Le Maroc de la seconde moitié du 19ième siècle

Sous les règnes des Sultans Mohamed IV (1859-1873) et Moulay Hassan (1873-1894), le Maroc a commencé à subir de très grandes transformations politiques et surtout économiques. Elles ont entraîné une dépendance de plus en plus forte envers les nations européennes, en pleine explosion de leurs marchés.

Ces changements se sont soldés par une expansion des bourgeoisies d'affaire musulmane et juive en contact avec le commerce européen, mais aussi par un appauvrissement important des masses populaires.
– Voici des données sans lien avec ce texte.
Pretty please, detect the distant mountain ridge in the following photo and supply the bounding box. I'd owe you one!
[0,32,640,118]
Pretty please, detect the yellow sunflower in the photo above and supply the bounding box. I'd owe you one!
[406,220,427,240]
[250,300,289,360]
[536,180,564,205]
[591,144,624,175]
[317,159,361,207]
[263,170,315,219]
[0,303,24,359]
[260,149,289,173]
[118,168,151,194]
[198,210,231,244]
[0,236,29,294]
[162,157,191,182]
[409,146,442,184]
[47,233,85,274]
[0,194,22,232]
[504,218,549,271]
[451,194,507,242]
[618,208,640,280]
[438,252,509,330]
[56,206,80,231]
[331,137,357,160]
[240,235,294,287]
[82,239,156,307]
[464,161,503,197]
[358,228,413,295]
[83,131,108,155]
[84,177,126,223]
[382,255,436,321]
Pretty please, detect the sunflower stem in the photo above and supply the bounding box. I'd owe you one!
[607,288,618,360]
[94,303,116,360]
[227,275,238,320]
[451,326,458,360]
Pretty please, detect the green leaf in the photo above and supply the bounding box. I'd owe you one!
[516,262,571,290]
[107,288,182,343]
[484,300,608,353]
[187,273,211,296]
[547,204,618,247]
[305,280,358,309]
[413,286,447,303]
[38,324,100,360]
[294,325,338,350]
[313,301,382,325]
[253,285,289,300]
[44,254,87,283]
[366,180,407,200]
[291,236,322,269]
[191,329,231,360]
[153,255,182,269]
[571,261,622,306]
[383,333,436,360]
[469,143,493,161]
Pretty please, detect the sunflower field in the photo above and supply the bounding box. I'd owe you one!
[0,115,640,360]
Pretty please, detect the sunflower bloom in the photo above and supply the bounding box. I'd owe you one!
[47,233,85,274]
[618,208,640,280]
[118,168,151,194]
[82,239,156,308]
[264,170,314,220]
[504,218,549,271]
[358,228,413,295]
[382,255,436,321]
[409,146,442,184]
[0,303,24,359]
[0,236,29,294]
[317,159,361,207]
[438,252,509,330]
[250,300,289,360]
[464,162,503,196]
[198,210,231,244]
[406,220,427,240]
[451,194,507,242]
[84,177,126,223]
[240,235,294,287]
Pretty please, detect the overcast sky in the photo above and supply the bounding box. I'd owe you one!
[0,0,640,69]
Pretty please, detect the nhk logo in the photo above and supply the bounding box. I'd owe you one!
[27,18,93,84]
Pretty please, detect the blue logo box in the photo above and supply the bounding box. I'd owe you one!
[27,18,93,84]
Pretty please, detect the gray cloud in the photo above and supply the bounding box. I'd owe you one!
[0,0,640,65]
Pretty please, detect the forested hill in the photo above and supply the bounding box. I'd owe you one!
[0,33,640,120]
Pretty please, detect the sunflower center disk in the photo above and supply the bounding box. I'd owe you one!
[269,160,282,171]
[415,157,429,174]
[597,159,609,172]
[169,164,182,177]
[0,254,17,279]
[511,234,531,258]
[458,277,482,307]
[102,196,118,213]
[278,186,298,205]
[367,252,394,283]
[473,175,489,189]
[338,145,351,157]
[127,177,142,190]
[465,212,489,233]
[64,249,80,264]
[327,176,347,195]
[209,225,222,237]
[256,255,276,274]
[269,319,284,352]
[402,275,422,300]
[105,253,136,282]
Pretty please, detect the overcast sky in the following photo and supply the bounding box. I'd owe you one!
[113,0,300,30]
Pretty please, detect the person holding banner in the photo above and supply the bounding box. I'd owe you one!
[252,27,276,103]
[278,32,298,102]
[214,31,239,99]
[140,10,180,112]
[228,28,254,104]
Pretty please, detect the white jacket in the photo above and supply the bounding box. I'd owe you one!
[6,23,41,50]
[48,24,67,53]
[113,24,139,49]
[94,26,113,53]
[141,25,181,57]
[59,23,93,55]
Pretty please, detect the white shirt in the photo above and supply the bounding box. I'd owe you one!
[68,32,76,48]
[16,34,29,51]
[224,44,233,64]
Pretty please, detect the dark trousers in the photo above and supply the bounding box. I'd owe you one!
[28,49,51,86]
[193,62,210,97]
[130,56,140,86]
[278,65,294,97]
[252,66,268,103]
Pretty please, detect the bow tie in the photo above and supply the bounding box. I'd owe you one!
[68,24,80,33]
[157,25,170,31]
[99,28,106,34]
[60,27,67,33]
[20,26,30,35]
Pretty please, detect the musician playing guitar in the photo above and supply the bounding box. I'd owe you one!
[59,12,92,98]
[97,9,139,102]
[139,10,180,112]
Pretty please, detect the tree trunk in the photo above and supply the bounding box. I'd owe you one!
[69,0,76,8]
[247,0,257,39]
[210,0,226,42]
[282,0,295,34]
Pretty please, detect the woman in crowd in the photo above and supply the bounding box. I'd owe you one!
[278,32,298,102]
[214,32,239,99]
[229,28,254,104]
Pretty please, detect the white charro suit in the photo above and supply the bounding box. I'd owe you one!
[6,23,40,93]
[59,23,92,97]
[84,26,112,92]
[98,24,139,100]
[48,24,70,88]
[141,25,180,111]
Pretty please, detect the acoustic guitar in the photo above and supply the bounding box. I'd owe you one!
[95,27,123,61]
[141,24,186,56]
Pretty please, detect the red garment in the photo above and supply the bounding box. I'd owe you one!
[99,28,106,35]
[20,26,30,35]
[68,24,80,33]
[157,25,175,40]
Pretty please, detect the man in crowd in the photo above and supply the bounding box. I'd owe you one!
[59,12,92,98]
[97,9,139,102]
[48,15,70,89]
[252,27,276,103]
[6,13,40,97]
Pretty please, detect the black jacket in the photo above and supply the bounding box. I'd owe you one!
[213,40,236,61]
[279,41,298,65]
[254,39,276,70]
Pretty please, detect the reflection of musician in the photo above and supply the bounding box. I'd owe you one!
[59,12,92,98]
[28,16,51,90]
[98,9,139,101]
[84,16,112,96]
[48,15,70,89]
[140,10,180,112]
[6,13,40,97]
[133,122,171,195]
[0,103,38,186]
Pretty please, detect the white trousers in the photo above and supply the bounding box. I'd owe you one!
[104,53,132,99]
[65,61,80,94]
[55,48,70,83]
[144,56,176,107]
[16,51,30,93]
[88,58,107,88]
À ces circonstances historiques se sont rajoutés de nombreux cycles d'années de sécheresse ayant affamé les populations rurales et propagé des épidémies qui les ont jetées de l'intérieur vers les villes de la frange Atlantique.

À Tanger, la population a doublé entre 1850 et 1890, surchargeant les quartiers pauvres et créant une concurrence croissante pour l'emploi chez les petits artisans, classe à laquelle appartenaient les parents d'Abraham Pinto à cette époque ( tailleurs, brodeurs de fil d'or ), comme il l'explique lui-même au début de son récit.

Parallèlement, l'installation des premières écoles de l'Alliance Israélite a donné à ces jeunes hommes une ouverture sur le reste du monde et une initiation aux métiers du commerce.
C'est cette conjoncture qui a poussé une grande partie d'entre eux à chercher des débouchés ailleurs dans le monde, désirant une ascension sociale qu'ils espèrent obtenir en faisant fortune ailleurs, très loin. S'amorce alors, dans la population juive marocaine du Nord du Maroc, mais aussi des villes du Sud, ce courant d'émigration qui deviendra de plus en plus important jusqu'au début du 20ième siècle.

Ce sont Abraham et Elias Serfaty qui l'inaugurent, dans les années 1850, ouvrant la voie, vers 1870, à Moyses et Abraham Pinto, leurs neveux, qui vont à leur tour embarquer via Lisbonne à destination du nord du Brésil, tandis que d'autres choisiront l'Argentine, le Venezuela ou le Chili.

L'arrivée au Brésil et les débuts de leur vie aventureuse

Ils vont devenir ces hébraïcos, perdus dans l'immensité du bassin amazonien, que croisent avec stupéfaction les quelques voyageurs occidentaux, écrivains et historiens, qui s'y étaient, eux‍ aussi, aventurés.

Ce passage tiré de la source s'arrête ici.